Quite revealing!!!

A 15-minute address last week by the island’s leading hotelier, Sir Royston Hopkin was quite revealing about the current state of things in the industry and overall in the country.
Sir Royston who has never hidden his support for current Prime Minister, Dr. Keith Mitchell was speaking at a ceremony at his hotel in honour of another international award bestowed on Spice Island Beach Resort.

In a frank and open manner, the hotelier bemoaned the fact that the ruling New National Party (NNP)government of PM Mitchell had allowed itself to sign-off on the type of Structural Adjustment Programme (SAP) that it did with the International Monetary Fund (IMF).

Both the government and fund have been selling the idea that the programme was self-imposed and was not handed down on the people of this tri-island State by the Washington-based financial institution.

Sir Royston was clearly not happy with the incentives package now offered by government to hoteliers in the face of the dictates of the IMF whose job seems to be focused primarily on ensuring that the nation’s Treasury is always in a healthy financial state.

He told the Prime Minister to his face that, “the legislation which they (IMF) have forced you to pass, I am challenging you that you have to go back to parliament” to make the necessary amendments.

This newspaper has always held the view that despite denials from government to the contrary, the fact is that Grenada is being dictated to by the powers-that-be in Washington.

Some of the legislation passed in our local Parliament in the past two to three years are similar to what the IMF has forced down the throat of Jamaica which has been under several funds programmes in the past 35 plus years.

Our governments can never be in the driving seat with the IMF on any SAP since the Washington financial institution did not approach any of them to come for a bailout from the predicament which they brought onto their respective countries.

Our political leaders have simple mis-managed their country’s economies over the years and were left with no choice but to turn to the IMF as a last resort to help them restore fiscal viability.

Another statement from Sir Royston that caught the attention of this newspaper was that “all local entrepreneurs (hoteliers) still have enormous debts and cannot come out” of their current financial predicament unless government did something to help them.

This is a statement that was made quite often during the 2008-13 rule of the National Democratic Congress (NDC) of Prime Minister Tillman Thomas by certain elements within the hotel sector.

These hoteliers were calling for regime change in the Spice Isle in 2012 out of a belief that the policies being pursued back then were harmful to the survival of their businesses.

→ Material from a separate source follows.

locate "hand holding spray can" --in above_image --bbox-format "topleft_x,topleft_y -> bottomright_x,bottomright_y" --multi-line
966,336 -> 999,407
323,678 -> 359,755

There were those who were making public statements that they might be forced to close their hotels within a matter of months if things did not change.

A new government was voted into office in February 2013 and today, Sir Royston is telling the nation that many of our hotels are in huge debts and will not be able to come out of it unless government goes back to Parliament and make changes to the legislation governing the industry.

What a startling revelation!!!. Were the hoteliers playing politics?

THE NEW TODAY agrees with Sir Royston that government needs to revisit the incentives package to put all hotels on a more level
playing field.

However, government would have to be engaged in a balancing act since not all the hoteliers are on par with our premier hotelier.

The State and some state-owned financial institutions have lost millions in bad loans extended to some local hoteliers within the past 40 years.

Sir Royston cannot be accused of not working long and hard hours on a daily basis to look after his hotel unlike others who spent most of their time in the day on the golf course and extensive travel around the globe.

The current financial situation calls for more prudent action on the part of any government in giving incentives to all and sundry who want to build a hotel.

It’s good to say that a few hundreds jobs will be given to locals in the initial phase of construction. However, how many of these hotels are properly run like Spice and a few of the others on the island that are not facing a severe financial dilemma?

The farmers can equally put forward a similar case for better
incentives in light of the important role agriculture should be playing in nation building.

Presently, government has found its back against the wall in dealing with the IMF and cannot afford to run the risk of going off-track and in a few short years go back cap in hand to beg for another Structural Adjustment Programme.